こうして紅茶と敵対する二大派閥であった珈琲は駆逐され太古より続く闘争は終わりを迎え、珈琲はこの世界から抹消された。


これで全てが終わる。



そうはならなかった。


 珈琲勢力【coffee blend】は紅茶に染る水面下に身を隠しかろうじて生き延びていた。

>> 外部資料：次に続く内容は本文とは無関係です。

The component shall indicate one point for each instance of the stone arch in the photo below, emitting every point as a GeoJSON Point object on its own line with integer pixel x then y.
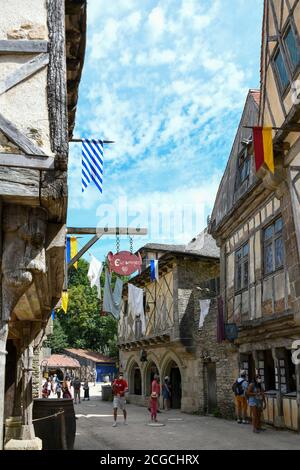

いつか来たる復讐の時だけを信じ、復讐を現実にする為だけの恐るべき珈琲研究を続けた。


 紅い未来を実現する覇道を歩む紅茶の影に、深い闇の中で熟成焙煎される暗黒の珈琲がドリップされ濃縮されたより深い闇が息を潜めていた。


 時は流れ現代。

 紅茶党が世界を支配し紅茶社会が作られて数百年が経った。


 紅茶は世間に浸透し紅茶エネルギーを主体とした社会は最早紅茶なくして成立し得ない。


 紅茶に依存した社会は紅茶なくしては1週間ともたないだろう。紅茶は生活必需品であり資本だ。紅茶によって社会は作られている。


 しかし、そんな紅茶色の社会に黒々とした闇の波紋を響かせようとする者たちがいる。


この社会から抹消された闇。


【coffee blend】の残党にして、常に犯罪の香りを立たせる深煎りの犯罪集団はコーヒーによる社会との調和を意味したかつての名を変えて【ブラックロースト】と名乗っている。


 その名の通り、この社会に黒い灸を据えるつもりだ。


 紅茶社会の転覆と珈琲の再興、支配を目論む奴らは珈琲豆の改造を重ね莫大なエネルギーを秘めたドーピング珈琲豆を生み出した。


 表向きには紅茶に換わる次世代のエネルギー資源としながらもその本質は一時的な身体能力の飛躍と特殊能力の発現を対価に代償として恐るべき後遺症を負う麻薬の一種。


 珈琲豆によってもたらされる後遺症。

それは紅茶を拒絶する身体になってしまうこと。


 珈琲豆の力に頼った者には紅茶は命を奪う猛毒のように作用する。

 紅茶を中心に回る今の世界においては命を投げ捨てるに等しい行為。あらゆるものに紅茶が使われている現代で唯一紅茶を避けられるとすれば継続的に珈琲豆を摂取することか。


 こうして一度でも珈琲豆に手を出したものは珈琲豆なしでは生きられないようになり社会との繋がりも絶たれ珈琲豆に依存せざるを得なくなる。


 例えそれが非合法で危険なものでその先には破滅しか待ち受けていないとしても珈琲によってもたらされる負のサイクルは犯罪者の温床となり拠り所となり、どれだけ紅茶の取り締まりが厳しくなろうとも消えることはない。